New recycling tech to turn 6.5 million pieces of soft plastic into concrete

Image Credit: Replas @ReplasProducts

The project will be the largest-ever commercial application of the new Polyrock concrete technology.

Coles, in partnership with RMIT University, recycling organisation RED Group and mixed recycled plastic manufacturer Replas, will divert over 6.5 million pieces of soft plastic from landfills into ongoing supermarket development, the Australian retail giant announced earlier today.

Leveraging the new Polyrock concrete technology, plastic bags and soft plastic packaging recovered from the REDcycle program will be used as sustainable alternatives to aggregate minerals used in concrete.

Coles State Construction Manager Victoria Fiona Lloyd revealed that Coles collects roughly 30 million pieces of plastic monthly through the REDcycle program, “so there’s a huge opportunity to use Polyrock in other Coles developments or other construction projects.”

The Polyrock produced from this project will contribute to a Coles supermarket development at Cobblebank, Melbourne starting this week.

According to not-for-profit organisation Clean Up Australia, only 10 percent of the 3.5 million tonnes of soft plastic throw in the country are recycled yearly.

“We’re really proud of the work we’ve put in with REDGroup, Replas and RMIT to invest and develop this important sustainable technology designed to reduce our environmental impact,” said Lloyd.

The project, which will help repurpose more than 6.5 million pieces of soft plastic from landfills, demonstrates the technology’s potential to support a circular economy and future infrastructure projects.

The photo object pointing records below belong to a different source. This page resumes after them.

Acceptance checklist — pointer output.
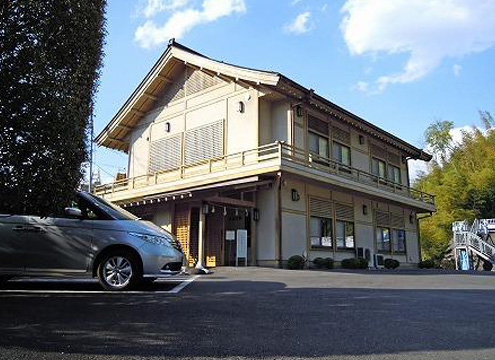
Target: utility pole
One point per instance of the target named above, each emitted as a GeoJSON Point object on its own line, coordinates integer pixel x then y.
{"type": "Point", "coordinates": [90, 187]}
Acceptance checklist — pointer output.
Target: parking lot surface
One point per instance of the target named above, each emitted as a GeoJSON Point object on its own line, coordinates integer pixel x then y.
{"type": "Point", "coordinates": [256, 313]}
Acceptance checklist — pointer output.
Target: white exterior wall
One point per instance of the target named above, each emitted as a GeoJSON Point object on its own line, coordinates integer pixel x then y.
{"type": "Point", "coordinates": [265, 226]}
{"type": "Point", "coordinates": [219, 102]}
{"type": "Point", "coordinates": [295, 223]}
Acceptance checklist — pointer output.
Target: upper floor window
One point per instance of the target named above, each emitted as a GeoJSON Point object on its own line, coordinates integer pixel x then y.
{"type": "Point", "coordinates": [341, 153]}
{"type": "Point", "coordinates": [318, 144]}
{"type": "Point", "coordinates": [378, 168]}
{"type": "Point", "coordinates": [320, 231]}
{"type": "Point", "coordinates": [394, 174]}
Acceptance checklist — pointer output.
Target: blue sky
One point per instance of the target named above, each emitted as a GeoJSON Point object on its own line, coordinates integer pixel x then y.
{"type": "Point", "coordinates": [400, 64]}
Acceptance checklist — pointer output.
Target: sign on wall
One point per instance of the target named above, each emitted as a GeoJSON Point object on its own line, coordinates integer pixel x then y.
{"type": "Point", "coordinates": [241, 246]}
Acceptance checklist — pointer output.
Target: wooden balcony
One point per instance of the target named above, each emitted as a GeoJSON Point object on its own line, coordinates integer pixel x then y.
{"type": "Point", "coordinates": [265, 159]}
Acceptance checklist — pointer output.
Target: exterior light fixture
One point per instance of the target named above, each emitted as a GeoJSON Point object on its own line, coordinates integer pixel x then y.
{"type": "Point", "coordinates": [241, 107]}
{"type": "Point", "coordinates": [295, 195]}
{"type": "Point", "coordinates": [256, 214]}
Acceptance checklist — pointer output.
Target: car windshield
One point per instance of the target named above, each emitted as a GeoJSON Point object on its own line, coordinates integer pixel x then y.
{"type": "Point", "coordinates": [115, 211]}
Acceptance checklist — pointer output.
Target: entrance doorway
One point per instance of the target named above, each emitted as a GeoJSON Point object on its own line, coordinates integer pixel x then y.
{"type": "Point", "coordinates": [228, 236]}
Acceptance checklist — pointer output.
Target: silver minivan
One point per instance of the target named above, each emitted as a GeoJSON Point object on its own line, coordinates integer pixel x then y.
{"type": "Point", "coordinates": [92, 238]}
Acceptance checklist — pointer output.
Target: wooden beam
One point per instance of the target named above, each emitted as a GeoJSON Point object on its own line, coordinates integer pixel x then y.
{"type": "Point", "coordinates": [229, 201]}
{"type": "Point", "coordinates": [164, 78]}
{"type": "Point", "coordinates": [125, 127]}
{"type": "Point", "coordinates": [152, 97]}
{"type": "Point", "coordinates": [138, 112]}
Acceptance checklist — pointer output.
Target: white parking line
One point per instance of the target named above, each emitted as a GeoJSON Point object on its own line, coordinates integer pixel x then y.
{"type": "Point", "coordinates": [175, 290]}
{"type": "Point", "coordinates": [182, 285]}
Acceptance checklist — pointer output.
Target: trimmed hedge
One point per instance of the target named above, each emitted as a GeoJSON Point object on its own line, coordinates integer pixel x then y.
{"type": "Point", "coordinates": [295, 262]}
{"type": "Point", "coordinates": [323, 263]}
{"type": "Point", "coordinates": [354, 263]}
{"type": "Point", "coordinates": [426, 264]}
{"type": "Point", "coordinates": [391, 264]}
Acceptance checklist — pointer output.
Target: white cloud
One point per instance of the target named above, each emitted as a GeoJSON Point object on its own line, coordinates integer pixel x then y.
{"type": "Point", "coordinates": [456, 69]}
{"type": "Point", "coordinates": [150, 8]}
{"type": "Point", "coordinates": [428, 30]}
{"type": "Point", "coordinates": [300, 24]}
{"type": "Point", "coordinates": [180, 22]}
{"type": "Point", "coordinates": [362, 86]}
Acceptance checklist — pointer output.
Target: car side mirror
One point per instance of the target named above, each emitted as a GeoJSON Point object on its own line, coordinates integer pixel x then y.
{"type": "Point", "coordinates": [73, 212]}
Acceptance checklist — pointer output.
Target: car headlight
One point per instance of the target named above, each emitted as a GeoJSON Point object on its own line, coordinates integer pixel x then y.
{"type": "Point", "coordinates": [153, 239]}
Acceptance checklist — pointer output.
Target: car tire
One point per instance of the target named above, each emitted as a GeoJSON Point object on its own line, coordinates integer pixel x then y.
{"type": "Point", "coordinates": [119, 271]}
{"type": "Point", "coordinates": [4, 279]}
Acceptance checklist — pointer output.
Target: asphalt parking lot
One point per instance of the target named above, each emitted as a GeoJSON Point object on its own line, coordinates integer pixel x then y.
{"type": "Point", "coordinates": [256, 313]}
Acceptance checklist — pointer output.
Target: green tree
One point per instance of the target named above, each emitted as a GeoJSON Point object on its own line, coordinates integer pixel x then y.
{"type": "Point", "coordinates": [464, 182]}
{"type": "Point", "coordinates": [50, 61]}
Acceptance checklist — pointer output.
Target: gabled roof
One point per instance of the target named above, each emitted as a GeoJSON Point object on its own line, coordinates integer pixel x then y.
{"type": "Point", "coordinates": [148, 91]}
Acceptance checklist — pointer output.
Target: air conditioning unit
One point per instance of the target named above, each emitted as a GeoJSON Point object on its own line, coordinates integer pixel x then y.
{"type": "Point", "coordinates": [364, 253]}
{"type": "Point", "coordinates": [379, 261]}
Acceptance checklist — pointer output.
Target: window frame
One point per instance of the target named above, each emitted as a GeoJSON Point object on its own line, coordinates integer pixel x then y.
{"type": "Point", "coordinates": [339, 160]}
{"type": "Point", "coordinates": [379, 250]}
{"type": "Point", "coordinates": [345, 248]}
{"type": "Point", "coordinates": [395, 237]}
{"type": "Point", "coordinates": [319, 135]}
{"type": "Point", "coordinates": [322, 232]}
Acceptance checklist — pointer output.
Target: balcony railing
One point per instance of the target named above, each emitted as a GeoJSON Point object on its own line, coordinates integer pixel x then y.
{"type": "Point", "coordinates": [278, 153]}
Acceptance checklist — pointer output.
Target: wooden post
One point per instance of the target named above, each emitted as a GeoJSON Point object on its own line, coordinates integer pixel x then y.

“Replas has taken one of the most problematic plastics and turned it into a highly valuable, fit for purpose resource,” said Replas Managing Director Mark Jacobsen.

“We congratulate Coles for taking the steps towards a circular economy and for practicing sustainable procurement with Polyrok.”

The REDrecycle program, which now collects an average of 121 tonnes, has collected more than 1.3 billion pieces of soft plastic from landfill since 2011.